Change Data Capture (CDC) with Debezium, Apache Kafka & Apache Hop

Introduction

Change Data Capture (CDC) is a software design pattern that tracks row-level changes in a database — inserts, updates, and deletes — and streams those changes in near real-time to downstream consumers. Rather than polling tables or running batch jobs, CDC provides a low-latency, event-driven mechanism for propagating data changes across systems.

The Polling Problem

A pipeline polling every 5 minutes introduces up to 5 minutes of latency — and completely misses any row inserted and deleted between polls. CDC eliminates both issues, providing sub-second latency with a complete audit trail.

If you are still building data pipelines around scheduled batch jobs and timestamp-based polling, you are leaving real-time capability — and data fidelity — on the table. The Debezium + Kafka + Apache Hop stack gives you a production-grade CDC pipeline that is battle-tested, open-source, and surprisingly approachable once you understand the moving parts.

Core Concepts

What is Change Data Capture?

Traditional ETL pipelines extract full or incremental snapshots of data from source systems on a scheduled basis. This approach introduces latency (minutes to hours), imposes load on source databases, and misses intermediate state changes between polling intervals.

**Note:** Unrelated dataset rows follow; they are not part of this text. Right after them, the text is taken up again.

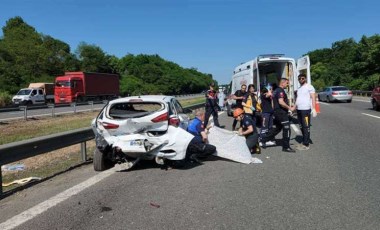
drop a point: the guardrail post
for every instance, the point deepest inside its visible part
(92, 105)
(52, 106)
(74, 105)
(83, 151)
(25, 108)
(1, 183)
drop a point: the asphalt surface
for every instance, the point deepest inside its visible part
(334, 185)
(44, 111)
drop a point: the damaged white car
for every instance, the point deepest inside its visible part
(141, 127)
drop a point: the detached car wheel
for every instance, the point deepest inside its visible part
(100, 162)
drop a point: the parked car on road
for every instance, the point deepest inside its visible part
(335, 93)
(140, 127)
(375, 98)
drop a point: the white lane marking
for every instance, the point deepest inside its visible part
(296, 129)
(42, 207)
(369, 101)
(371, 115)
(46, 115)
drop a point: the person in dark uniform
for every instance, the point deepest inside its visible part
(198, 146)
(281, 107)
(267, 112)
(248, 130)
(239, 96)
(211, 106)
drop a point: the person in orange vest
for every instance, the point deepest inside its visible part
(305, 103)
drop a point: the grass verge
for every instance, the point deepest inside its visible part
(48, 164)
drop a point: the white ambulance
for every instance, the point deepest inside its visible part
(269, 69)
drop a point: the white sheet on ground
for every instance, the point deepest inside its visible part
(229, 145)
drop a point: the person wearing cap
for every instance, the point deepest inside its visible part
(211, 106)
(281, 113)
(267, 112)
(238, 96)
(198, 146)
(248, 130)
(305, 103)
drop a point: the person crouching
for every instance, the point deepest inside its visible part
(199, 146)
(248, 130)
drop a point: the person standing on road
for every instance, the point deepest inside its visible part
(248, 130)
(281, 107)
(267, 113)
(305, 103)
(211, 106)
(239, 96)
(199, 146)
(249, 103)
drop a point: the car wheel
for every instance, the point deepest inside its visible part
(100, 162)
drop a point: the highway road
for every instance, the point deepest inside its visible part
(43, 112)
(334, 185)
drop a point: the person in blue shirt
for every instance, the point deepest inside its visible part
(248, 130)
(198, 146)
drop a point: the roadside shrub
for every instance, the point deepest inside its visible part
(5, 99)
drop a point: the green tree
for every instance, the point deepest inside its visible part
(93, 58)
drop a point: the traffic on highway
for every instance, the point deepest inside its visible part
(333, 185)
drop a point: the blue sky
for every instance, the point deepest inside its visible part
(213, 36)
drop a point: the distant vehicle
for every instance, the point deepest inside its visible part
(85, 86)
(335, 93)
(36, 93)
(141, 127)
(375, 98)
(269, 69)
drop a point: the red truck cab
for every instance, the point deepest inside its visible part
(85, 86)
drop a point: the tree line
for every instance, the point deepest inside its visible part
(349, 63)
(29, 56)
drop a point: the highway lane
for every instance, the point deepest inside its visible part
(43, 112)
(334, 185)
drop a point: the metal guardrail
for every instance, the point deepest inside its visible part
(23, 149)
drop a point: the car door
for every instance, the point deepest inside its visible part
(180, 112)
(133, 116)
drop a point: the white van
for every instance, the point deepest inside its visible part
(269, 69)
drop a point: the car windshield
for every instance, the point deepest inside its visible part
(24, 92)
(134, 109)
(340, 88)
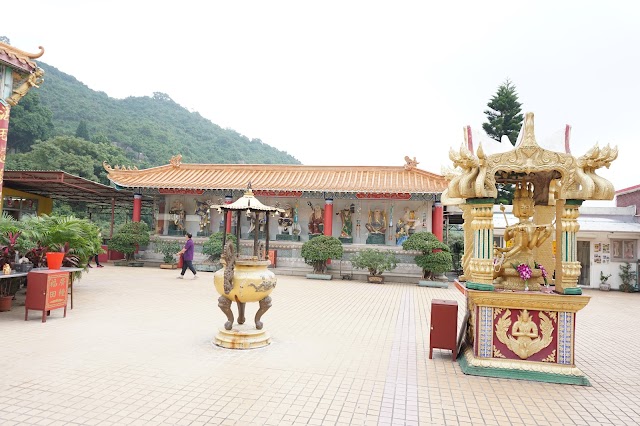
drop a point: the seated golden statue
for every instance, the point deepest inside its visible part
(521, 238)
(377, 223)
(316, 220)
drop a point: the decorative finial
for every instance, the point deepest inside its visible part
(411, 164)
(176, 160)
(529, 135)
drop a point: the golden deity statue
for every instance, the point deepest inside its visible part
(377, 223)
(520, 238)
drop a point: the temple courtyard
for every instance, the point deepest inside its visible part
(137, 349)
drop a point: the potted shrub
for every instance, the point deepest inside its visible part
(376, 261)
(317, 251)
(77, 239)
(128, 238)
(628, 277)
(213, 248)
(604, 285)
(168, 248)
(436, 256)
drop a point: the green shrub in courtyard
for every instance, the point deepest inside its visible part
(376, 261)
(168, 248)
(436, 256)
(129, 238)
(319, 249)
(213, 246)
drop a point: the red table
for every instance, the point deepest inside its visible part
(47, 289)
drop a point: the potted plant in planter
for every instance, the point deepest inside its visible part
(128, 238)
(435, 258)
(168, 248)
(376, 261)
(628, 277)
(604, 285)
(317, 251)
(213, 248)
(77, 239)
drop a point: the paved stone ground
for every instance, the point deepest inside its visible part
(137, 349)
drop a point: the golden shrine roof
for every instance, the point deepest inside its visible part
(279, 177)
(19, 59)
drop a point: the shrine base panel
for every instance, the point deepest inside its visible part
(523, 335)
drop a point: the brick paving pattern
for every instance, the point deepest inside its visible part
(137, 349)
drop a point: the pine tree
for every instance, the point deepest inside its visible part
(504, 114)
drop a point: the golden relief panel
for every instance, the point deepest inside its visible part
(524, 337)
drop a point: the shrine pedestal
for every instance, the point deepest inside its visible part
(376, 239)
(287, 237)
(242, 338)
(526, 335)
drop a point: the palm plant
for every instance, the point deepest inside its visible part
(78, 239)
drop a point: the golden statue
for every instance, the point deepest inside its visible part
(520, 239)
(377, 223)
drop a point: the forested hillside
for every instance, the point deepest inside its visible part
(149, 130)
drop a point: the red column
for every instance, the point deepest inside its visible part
(5, 110)
(137, 207)
(227, 200)
(437, 220)
(328, 217)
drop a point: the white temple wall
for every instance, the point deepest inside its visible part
(393, 209)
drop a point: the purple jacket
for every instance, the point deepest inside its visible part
(188, 254)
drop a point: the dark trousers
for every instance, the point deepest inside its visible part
(187, 264)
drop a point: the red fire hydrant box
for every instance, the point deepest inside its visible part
(46, 290)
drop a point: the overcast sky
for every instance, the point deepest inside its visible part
(359, 83)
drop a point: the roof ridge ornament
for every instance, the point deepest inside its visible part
(410, 164)
(108, 168)
(176, 160)
(22, 53)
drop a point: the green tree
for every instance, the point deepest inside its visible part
(318, 250)
(129, 237)
(82, 131)
(504, 114)
(436, 256)
(30, 121)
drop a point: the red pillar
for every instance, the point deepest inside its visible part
(328, 217)
(137, 207)
(227, 200)
(5, 110)
(437, 220)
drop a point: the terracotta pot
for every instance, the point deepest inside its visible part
(377, 279)
(54, 260)
(5, 303)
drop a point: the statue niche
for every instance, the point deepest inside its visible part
(316, 220)
(406, 226)
(178, 216)
(202, 210)
(347, 225)
(377, 226)
(520, 239)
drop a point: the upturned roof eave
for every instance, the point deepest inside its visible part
(269, 188)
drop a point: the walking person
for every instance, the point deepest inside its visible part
(187, 257)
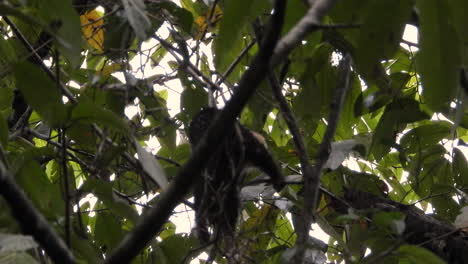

CDC solves this by reading the database’s write-ahead log (WAL) or transaction log — the same mechanism databases use for internal recovery — and converting every committed transaction into a structured event. This means:

  •       Every row-level change (INSERT, UPDATE, DELETE) is captured immediately after commit
  •       The source database experiences minimal additional load
  •       Intermediate states between poll intervals are preserved
  •       Schema changes (DDL events) can also be captured

 The Result

Sub-second latency from source commit to downstream consumer. Zero missed deletes. Minimal load on the source database. A complete, ordered, timestamped audit trail of every change — out of the box.

Meet the Stack

This guide covers the end-to-end architecture and implementation of a CDC pipeline using three open-source tools:

Debezium — The CDC Engine

Debezium is an open-source CDC platform built on top of Kafka Connect. It connects to your database, reads the transaction log, and publishes every change as a structured JSON event to a Kafka topic — one topic per table, automatically.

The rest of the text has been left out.